Kabat database Seqhunt2 server

George Johnson george at immuno.bme.nwu.edu
Sat Mar 18 19:01:31 EST 1995


+++++++++++++++++++++++++++++++++++++++++++++++++++++++++++++++++++++++++
+                                                                       +
+               The Kabat Database of Sequences of Proteins             +
+                         of Immunological Interest                     +
+                                                                       +
+              For help, questions or comments please write:            +
+                                                                       +
+              George Johnson      george at immuno.bme.nwu.edu            +
+              Tai Te Wu               tt at immuno.bme.nwu.edu            +
+                                                                       +
+++++++++++++++++++++++++++++++++++++++++++++++++++++++++++++++++++++++++



NEW ADDITIONS
-------------

RAWDATA

This feature, put before the Begin line, will return raw, unaligned
data for straight matching of the restriction you send in.  This 
feature won't work with #NM and #AM pattern matching (sort of would
defeat the purpose).  This is for people who already know which sequence
they want, and want to feed the matches into some other program, like
an alignment program or whatever for presentation.  THIS FEATURE IS
NOT FOR INDIVIDUALS WANTING TO DOWNLOAD THE ENTIRE DAMN DATABASE THROUGH
THE MAIL.  For those users, please direct yourselves toward the archive
site or talk to us.

GENERAL STUFF
-------------

A server is available at seqhunt2 at immuno.bme.nwu.edu.  Sending mail
to this address with the single word "help" in the message body will 
return this file.

This server is an improvement of the seqhunt server.

This server allows the e-mail user to interface with the complete 
database.  All sequence classes and all annotations are searchable and
returnable.  The query format is a simplification of the rather 
restricted format of the original seqhunt server.  Briefly, the server
allows you to make and/or/not constructed restrictions and allows 
nucleotide and amino acid pattern matching with differences allowed.
The dataset searched is a raw archive of the database, and thus contains
all sorts of things previously unsearchable through the other servers.

Requests are processed when they are received.  The average processing
time is about 2 minutes, depending on the complexity of the request.

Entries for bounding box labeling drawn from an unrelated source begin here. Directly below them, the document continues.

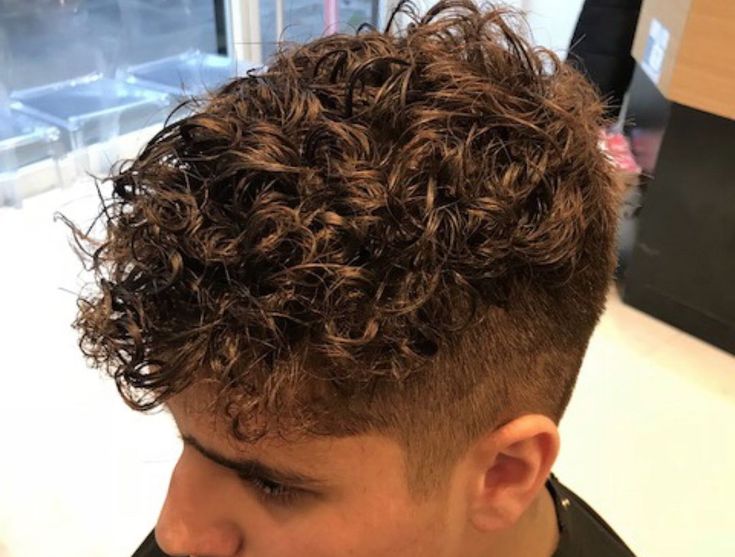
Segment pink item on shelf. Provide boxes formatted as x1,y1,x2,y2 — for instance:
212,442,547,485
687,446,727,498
600,130,641,174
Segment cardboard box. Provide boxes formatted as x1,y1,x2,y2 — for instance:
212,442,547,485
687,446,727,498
633,0,735,119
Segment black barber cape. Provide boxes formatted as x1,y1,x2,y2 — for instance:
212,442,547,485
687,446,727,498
133,474,635,557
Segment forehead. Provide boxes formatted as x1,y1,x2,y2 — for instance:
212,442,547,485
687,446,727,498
166,386,412,479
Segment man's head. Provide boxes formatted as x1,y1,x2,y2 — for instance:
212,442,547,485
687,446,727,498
70,0,618,557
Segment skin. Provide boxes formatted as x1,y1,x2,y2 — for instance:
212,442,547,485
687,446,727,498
156,395,559,557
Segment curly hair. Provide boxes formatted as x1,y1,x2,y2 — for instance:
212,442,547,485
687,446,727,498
67,0,619,486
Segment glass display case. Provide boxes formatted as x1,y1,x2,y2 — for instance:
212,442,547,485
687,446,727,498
0,107,64,207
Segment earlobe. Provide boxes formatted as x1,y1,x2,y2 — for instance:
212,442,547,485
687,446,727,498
470,414,559,531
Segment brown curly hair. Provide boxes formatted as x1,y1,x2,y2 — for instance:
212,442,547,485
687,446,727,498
67,0,619,486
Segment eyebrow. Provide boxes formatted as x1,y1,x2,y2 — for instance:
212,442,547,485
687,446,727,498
181,433,324,487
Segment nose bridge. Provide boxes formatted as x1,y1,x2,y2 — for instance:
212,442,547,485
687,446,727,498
156,448,242,557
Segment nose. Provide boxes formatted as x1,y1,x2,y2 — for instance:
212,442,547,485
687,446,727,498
155,449,243,557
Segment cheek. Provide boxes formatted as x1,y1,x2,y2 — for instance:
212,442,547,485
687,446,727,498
248,501,445,557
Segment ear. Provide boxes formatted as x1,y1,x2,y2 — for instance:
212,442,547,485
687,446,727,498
468,414,559,532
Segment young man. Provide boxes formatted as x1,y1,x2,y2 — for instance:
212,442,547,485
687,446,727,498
76,0,631,557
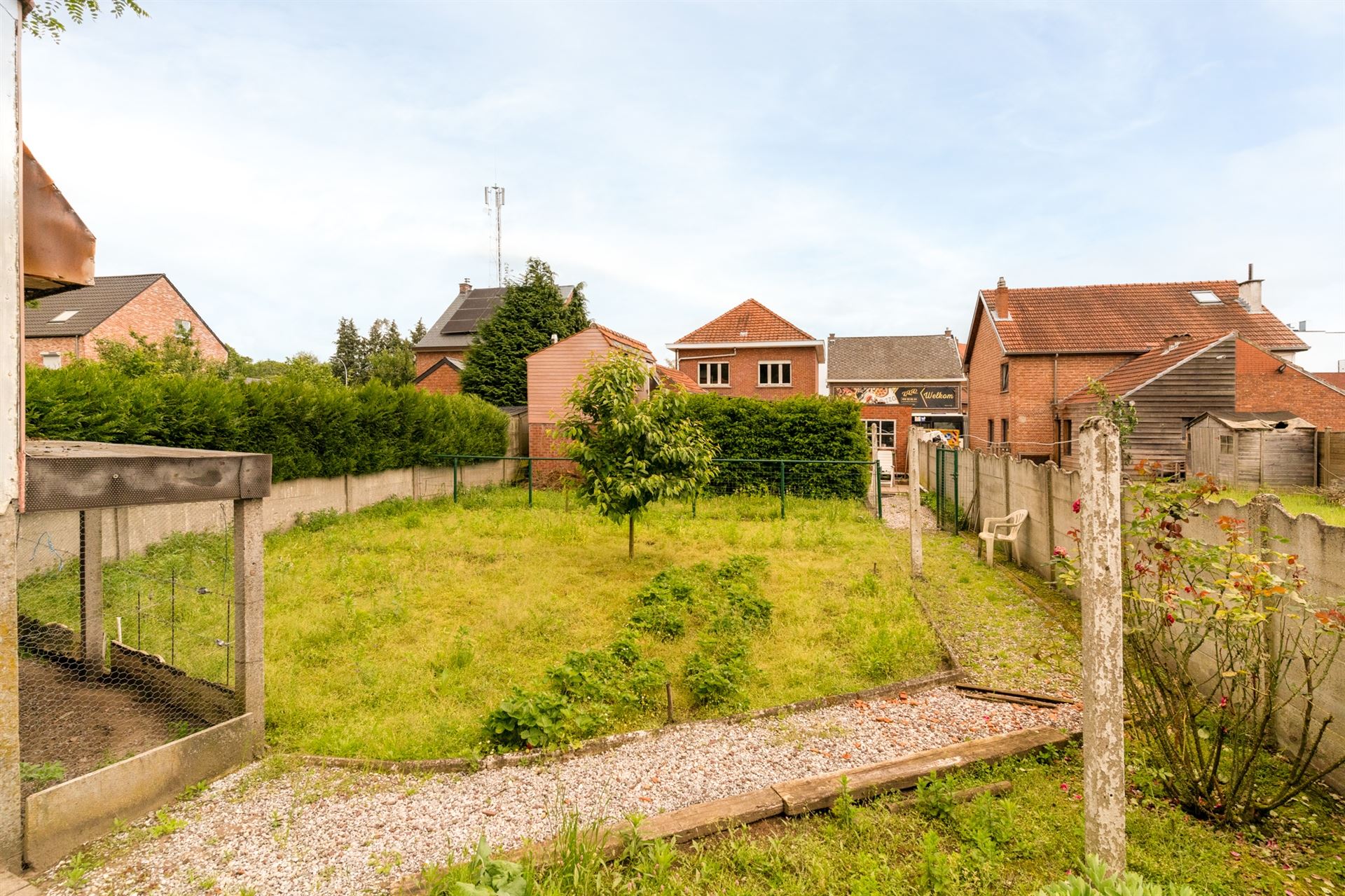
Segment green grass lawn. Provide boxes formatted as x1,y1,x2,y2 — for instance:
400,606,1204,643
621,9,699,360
429,745,1345,896
1215,488,1345,526
20,490,940,759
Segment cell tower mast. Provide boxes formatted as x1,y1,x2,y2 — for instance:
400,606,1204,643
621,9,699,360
485,184,504,287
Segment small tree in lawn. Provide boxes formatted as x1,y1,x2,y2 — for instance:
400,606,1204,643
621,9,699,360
558,352,715,557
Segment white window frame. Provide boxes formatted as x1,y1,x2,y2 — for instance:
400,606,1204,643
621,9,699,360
757,359,794,389
864,420,897,450
696,361,729,389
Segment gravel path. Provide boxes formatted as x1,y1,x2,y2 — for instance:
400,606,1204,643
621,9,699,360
38,687,1080,896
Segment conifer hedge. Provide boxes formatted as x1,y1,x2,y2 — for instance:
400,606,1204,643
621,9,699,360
687,394,873,498
27,364,509,482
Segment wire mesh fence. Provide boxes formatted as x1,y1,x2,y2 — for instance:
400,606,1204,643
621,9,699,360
18,502,238,794
439,455,883,516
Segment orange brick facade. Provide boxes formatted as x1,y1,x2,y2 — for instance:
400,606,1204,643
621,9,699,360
23,277,228,364
1235,339,1345,431
678,346,818,399
415,351,462,396
967,322,1135,459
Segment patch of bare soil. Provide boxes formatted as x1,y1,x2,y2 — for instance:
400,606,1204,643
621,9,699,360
19,659,206,797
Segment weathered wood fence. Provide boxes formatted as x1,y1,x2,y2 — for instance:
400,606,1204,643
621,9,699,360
920,433,1345,791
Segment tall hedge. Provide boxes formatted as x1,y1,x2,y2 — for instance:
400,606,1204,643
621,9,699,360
27,364,509,482
689,394,873,498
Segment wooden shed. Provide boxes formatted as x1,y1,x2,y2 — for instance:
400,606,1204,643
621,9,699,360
1186,411,1317,488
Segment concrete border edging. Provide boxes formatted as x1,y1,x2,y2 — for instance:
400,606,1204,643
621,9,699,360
296,668,966,775
23,713,260,869
392,728,1079,896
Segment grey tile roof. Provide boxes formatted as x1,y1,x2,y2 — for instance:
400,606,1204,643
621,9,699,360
827,333,963,382
23,275,163,338
415,287,574,348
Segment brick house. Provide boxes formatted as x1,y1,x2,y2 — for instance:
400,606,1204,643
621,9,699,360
667,298,826,398
23,275,228,367
1058,332,1345,469
966,270,1307,463
827,331,967,474
412,280,574,396
527,324,699,482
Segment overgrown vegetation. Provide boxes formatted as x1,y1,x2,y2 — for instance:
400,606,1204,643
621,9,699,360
427,745,1345,896
687,396,873,498
557,352,715,557
27,364,509,482
462,259,589,406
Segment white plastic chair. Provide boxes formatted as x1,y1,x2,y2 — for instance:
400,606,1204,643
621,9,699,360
981,510,1028,566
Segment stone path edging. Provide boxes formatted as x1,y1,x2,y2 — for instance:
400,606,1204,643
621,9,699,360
393,728,1077,896
296,666,966,775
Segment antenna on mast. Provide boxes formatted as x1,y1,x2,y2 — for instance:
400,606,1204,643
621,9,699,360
485,184,504,287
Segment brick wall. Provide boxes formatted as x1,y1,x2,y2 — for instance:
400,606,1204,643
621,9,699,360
527,422,579,485
1235,339,1345,429
678,346,818,399
860,405,915,472
967,320,1134,459
23,336,78,366
79,277,228,362
415,351,462,396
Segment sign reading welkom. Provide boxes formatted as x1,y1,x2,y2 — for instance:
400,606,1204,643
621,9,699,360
832,386,960,411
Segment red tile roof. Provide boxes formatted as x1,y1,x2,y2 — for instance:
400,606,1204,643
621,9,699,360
672,298,816,345
654,364,709,392
978,280,1307,354
1313,373,1345,389
1060,332,1237,405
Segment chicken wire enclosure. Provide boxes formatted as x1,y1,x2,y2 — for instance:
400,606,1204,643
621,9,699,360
18,502,241,795
0,441,270,867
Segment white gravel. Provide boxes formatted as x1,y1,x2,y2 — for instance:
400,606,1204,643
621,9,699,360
36,687,1080,896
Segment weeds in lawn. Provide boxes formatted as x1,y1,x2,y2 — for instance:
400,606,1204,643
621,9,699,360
149,808,187,837
19,761,66,785
59,853,98,889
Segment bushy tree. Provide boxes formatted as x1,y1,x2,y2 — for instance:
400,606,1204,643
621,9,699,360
462,259,589,406
558,352,715,557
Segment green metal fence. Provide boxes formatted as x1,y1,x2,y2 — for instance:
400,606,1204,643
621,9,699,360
432,455,883,519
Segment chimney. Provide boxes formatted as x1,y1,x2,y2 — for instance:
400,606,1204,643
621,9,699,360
995,277,1009,320
1237,265,1262,315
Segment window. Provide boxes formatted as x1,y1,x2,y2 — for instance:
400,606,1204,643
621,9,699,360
757,361,789,386
864,420,897,448
696,361,729,386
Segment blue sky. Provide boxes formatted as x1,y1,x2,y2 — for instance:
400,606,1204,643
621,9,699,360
25,0,1345,358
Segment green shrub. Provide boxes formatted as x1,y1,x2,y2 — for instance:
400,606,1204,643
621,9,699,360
27,364,509,482
687,396,873,498
683,635,752,706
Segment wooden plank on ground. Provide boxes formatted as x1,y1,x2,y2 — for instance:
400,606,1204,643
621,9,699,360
775,728,1069,815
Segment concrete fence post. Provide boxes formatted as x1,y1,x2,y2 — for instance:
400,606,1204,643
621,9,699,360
79,507,106,678
1079,417,1126,871
234,495,265,753
906,427,924,579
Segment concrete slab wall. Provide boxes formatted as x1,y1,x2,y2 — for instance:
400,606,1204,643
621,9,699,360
23,716,261,869
18,460,523,565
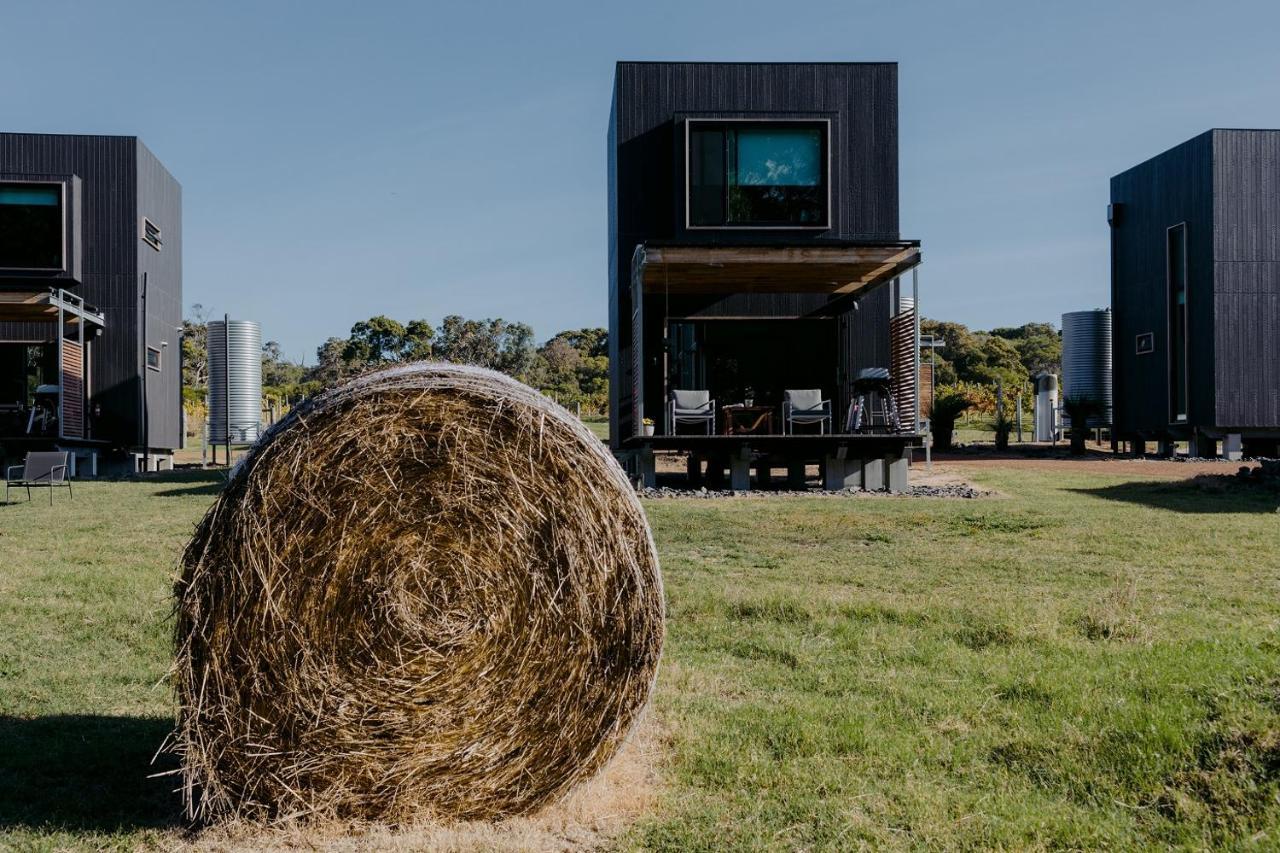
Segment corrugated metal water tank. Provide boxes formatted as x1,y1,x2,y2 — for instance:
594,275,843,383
209,320,262,444
1062,309,1111,427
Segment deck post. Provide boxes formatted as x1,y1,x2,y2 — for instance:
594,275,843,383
728,444,751,492
911,266,921,441
636,446,658,489
861,457,884,492
685,453,703,485
884,448,911,493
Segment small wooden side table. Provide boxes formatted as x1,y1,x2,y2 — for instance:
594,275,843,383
721,406,773,435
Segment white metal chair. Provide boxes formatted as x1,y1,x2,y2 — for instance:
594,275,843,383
667,391,716,435
782,388,831,435
4,451,76,506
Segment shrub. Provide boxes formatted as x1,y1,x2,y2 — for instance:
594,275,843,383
929,388,973,451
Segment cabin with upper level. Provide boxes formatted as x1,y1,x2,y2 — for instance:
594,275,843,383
0,133,182,474
608,61,923,491
1107,129,1280,459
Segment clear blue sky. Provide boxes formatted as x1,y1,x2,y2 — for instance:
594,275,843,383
0,0,1280,362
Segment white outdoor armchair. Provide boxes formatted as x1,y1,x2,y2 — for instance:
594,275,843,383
4,451,76,506
667,391,716,435
782,388,831,435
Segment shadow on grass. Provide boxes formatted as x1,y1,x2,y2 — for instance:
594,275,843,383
152,469,227,497
1069,474,1280,514
0,715,186,833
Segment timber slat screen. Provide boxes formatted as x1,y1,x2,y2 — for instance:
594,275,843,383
890,309,920,432
61,339,84,438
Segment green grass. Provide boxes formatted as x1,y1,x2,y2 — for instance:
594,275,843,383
0,470,1280,850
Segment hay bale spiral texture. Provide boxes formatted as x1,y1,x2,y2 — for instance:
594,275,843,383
174,364,663,821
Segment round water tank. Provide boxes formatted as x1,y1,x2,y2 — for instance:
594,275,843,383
1062,309,1111,427
209,320,262,444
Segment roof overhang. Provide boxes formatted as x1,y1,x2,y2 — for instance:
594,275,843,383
0,289,106,329
631,241,920,296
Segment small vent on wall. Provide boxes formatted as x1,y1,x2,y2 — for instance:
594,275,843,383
142,216,164,251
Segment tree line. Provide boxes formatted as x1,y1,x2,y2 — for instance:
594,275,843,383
182,305,609,414
182,305,1062,427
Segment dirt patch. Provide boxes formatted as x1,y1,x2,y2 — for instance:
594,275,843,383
936,455,1256,482
178,712,662,853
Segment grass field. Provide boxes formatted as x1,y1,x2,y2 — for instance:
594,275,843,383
0,466,1280,850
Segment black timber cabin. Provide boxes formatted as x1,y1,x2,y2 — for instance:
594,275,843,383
0,133,182,475
1107,129,1280,459
608,61,923,491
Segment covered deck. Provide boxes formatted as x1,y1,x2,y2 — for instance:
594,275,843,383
0,288,106,453
620,241,923,491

The "hits" are returned in a different format than the original seqhunt
server.  This format is being applied to other distributions of the
database.  It is meant to be easier to read and easier to process by
computer programs.  The format contains a vertical alignment of the 
sequences returned, which is more familiar to users of the book.  In
all cases, the length of a line in the returned record is 80 characters
or less.

Be sure to make a note of and reference the date the request was searched.
That constitutes the "release" of the database you are working with.

REPORTING PROBLEMS
------------------

In the unlikely (huh?) event that the server crashes, you will get back
two consecutive lines like:

Processed:  Sunday, July 31, 1994:  12:27:53 PM CDT
Server finished:  Sunday, July 31, 1994:  12:28:35 PM CDT

When there is nothing in between these lines, then something ran amock.
If you can, please send me the request you sent in or the time you sent
the request and we will begin finding the bug.  Even if there are no 
matches with your request, you will get back something that says no
matches were found.


FORMAT OF A QUERY
-----------------

A query consists of two parts.  The two parts are separated by the word
"Begin" which is required in all requests.  Before the word begin, the
things you can put in are:

PAREDOWN           this causes the output of the pattern matching
                   programs to return only the stretch of sequence that
                   matched with your pattern.  The default is to return
                   the entire sequence.

MAXDOC n           specify the maximum number of hits that will be 
                   returned.  The default is 20, the maximum is 75.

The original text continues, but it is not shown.